Failure... I acted out because I wanted someone to realize, that I was a young girl who felt hurt, lost and confused. My behaviors were never looked at in that way though. I was put down for being “bad”. The entire time, I just wanted to feel like someone cared enough to tell me that I would be great.
I eventually started to allow my “bad behavior” to become the justification for the bridges I burned. When I ran away from my foster home of eight years to live with my real mom, I knew in that moment I was facing the reality of my future destination. Running away was the best decision I could have made. It was years since I was in such a harmful situation, and instead of falling into the cycle my family was known for, I decided to stop drowning in self-pity, get off my high horse and bring forth the inner strength I knew I had. I enrolled myself into high school to finish my junior year of high school and got hired at the local day-care. Within my first week of living with my Mom I left and moved in with my brother because I couldn’t bear to see her self-destructive behaviors. Raising my niece, working a full-time job and being in school was my wake-up to call be better than my past. I lived with my brother for about seven months before I decided to turn myself back into care and graduate high school.

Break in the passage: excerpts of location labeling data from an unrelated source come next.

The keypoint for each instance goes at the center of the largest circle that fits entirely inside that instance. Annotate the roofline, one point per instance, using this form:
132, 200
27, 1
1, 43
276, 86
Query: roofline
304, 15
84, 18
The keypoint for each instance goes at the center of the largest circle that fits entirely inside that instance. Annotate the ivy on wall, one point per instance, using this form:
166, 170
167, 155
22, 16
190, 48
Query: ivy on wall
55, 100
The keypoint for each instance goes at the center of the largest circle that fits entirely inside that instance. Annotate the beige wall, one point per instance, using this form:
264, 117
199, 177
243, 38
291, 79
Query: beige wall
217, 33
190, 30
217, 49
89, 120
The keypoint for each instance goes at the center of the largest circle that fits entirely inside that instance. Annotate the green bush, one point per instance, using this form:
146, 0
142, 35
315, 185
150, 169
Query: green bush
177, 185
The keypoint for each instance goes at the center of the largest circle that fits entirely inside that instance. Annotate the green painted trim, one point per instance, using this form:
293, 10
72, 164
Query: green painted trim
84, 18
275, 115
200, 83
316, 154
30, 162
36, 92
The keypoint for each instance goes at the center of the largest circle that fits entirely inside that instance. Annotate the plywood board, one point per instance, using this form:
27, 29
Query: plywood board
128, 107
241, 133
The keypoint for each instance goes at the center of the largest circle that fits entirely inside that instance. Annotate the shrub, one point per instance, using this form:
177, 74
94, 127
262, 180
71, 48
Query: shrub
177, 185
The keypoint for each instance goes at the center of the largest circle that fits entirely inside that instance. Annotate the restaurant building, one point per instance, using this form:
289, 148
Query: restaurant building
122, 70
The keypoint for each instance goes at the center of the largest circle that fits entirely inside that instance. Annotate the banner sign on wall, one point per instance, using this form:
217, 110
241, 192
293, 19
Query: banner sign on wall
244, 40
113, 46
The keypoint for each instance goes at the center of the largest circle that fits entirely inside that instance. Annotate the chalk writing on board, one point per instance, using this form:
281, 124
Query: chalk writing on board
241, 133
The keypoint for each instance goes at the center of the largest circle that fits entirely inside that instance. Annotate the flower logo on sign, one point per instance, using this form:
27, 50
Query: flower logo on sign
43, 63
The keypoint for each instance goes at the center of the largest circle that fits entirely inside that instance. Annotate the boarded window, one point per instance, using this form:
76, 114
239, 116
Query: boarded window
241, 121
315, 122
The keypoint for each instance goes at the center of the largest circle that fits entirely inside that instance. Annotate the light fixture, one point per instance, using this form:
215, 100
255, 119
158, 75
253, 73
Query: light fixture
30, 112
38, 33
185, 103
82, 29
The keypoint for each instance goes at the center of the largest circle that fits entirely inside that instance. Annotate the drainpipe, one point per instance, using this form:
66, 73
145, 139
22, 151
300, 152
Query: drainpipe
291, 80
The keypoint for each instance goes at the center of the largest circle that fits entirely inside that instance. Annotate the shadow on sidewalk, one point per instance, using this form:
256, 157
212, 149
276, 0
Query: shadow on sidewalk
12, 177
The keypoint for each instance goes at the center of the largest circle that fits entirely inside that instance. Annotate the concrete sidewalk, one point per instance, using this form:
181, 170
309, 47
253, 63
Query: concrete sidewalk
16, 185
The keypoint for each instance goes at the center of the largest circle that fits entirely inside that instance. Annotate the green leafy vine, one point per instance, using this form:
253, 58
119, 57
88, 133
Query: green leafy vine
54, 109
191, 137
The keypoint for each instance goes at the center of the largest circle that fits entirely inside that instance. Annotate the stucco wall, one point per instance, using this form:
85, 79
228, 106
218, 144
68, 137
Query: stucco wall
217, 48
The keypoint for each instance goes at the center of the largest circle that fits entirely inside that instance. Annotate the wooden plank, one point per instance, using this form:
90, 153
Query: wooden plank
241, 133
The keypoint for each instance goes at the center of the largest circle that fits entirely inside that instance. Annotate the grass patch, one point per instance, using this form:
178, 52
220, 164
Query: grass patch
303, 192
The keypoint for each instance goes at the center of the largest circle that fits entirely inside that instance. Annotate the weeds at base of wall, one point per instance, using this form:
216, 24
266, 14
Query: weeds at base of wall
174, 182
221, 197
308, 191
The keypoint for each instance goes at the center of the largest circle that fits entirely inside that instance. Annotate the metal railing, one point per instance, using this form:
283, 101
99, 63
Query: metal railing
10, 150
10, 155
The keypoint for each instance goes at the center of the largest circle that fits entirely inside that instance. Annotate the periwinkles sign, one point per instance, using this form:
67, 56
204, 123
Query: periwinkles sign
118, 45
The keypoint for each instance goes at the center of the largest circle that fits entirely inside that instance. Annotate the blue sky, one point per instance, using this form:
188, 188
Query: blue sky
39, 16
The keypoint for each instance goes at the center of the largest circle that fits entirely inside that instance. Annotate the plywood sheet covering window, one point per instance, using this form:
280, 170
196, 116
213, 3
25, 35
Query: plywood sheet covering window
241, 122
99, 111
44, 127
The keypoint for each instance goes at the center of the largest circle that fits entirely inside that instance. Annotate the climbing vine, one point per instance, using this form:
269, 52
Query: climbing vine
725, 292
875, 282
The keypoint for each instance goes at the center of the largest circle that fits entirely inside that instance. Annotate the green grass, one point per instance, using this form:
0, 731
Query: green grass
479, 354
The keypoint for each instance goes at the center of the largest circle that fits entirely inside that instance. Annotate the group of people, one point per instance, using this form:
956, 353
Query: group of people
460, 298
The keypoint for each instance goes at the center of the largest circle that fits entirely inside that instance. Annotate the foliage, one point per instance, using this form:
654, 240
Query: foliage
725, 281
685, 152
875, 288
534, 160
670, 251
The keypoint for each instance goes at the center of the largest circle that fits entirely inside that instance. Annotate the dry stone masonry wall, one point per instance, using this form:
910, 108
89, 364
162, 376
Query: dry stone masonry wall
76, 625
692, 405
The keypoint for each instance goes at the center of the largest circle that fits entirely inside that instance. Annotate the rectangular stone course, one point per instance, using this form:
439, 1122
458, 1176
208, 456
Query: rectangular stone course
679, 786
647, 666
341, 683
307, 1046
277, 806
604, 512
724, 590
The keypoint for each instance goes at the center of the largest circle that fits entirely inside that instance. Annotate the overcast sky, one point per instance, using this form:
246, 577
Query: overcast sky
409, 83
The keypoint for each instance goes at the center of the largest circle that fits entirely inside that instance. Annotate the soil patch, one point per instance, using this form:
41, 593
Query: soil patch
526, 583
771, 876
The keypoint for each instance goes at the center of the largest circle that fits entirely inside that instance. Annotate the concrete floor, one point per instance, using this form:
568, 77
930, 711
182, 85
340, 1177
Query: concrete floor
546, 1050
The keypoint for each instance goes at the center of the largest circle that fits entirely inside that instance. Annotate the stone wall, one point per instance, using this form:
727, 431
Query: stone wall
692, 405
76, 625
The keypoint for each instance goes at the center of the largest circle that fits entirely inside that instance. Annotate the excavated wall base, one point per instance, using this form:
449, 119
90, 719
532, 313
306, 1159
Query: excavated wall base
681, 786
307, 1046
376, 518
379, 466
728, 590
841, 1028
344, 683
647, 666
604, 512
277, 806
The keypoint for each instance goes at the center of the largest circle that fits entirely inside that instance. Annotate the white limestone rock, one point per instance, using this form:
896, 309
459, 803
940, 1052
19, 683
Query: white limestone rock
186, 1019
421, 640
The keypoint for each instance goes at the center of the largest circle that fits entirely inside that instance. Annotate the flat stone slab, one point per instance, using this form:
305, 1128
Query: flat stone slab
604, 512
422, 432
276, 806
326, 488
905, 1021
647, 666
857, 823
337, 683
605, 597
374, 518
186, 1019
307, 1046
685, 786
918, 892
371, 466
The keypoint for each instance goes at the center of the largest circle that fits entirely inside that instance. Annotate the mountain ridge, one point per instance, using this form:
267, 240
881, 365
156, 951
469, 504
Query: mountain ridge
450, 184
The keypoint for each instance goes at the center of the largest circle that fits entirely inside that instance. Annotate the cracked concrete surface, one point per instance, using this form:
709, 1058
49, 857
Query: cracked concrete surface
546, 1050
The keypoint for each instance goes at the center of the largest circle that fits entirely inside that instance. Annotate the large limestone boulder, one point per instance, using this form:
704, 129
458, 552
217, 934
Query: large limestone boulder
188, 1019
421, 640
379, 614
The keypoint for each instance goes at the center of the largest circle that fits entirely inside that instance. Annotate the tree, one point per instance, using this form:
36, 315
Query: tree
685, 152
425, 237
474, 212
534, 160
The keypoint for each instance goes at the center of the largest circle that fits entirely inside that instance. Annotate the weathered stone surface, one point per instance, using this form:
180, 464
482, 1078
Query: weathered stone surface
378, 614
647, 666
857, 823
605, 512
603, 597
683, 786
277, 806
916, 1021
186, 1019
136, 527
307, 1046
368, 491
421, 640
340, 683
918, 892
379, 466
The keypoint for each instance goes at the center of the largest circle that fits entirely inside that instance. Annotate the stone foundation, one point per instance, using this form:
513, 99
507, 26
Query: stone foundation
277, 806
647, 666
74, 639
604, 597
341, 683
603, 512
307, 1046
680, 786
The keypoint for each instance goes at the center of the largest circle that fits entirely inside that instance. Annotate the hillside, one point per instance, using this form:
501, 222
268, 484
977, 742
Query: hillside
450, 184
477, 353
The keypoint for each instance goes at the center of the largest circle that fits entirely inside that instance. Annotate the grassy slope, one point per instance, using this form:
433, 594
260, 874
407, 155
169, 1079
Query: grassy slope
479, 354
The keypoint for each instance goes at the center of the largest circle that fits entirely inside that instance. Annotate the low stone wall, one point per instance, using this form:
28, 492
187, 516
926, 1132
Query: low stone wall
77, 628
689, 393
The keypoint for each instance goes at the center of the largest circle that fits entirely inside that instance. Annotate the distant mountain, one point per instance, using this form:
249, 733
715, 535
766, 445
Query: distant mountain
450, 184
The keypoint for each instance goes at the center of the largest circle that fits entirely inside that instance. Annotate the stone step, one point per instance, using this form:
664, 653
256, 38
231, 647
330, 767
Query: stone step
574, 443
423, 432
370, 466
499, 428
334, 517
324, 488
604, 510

My senior year was a breeze but challenging because as I was applying to colleges. The constant doubt of failure never left my mind. My father's words seemed to play in my head over and over again. I soon became my own support and shut down all negative thoughts that clouded my vision to be successful. Although I seemed to do okay in college, I could never reach my full potential because I felt like a "failure". When I sit back and think of my life; shock, fear and relief are a few of the emotions that arise. Statistically speaking; I should be on drugs, pregnant, incarcerated, dead or homeless. I always thought I embraced negativity and used it as motivation and drive to excel in life. However; as I began my teenage years, I started to notice the role people's words played in my life.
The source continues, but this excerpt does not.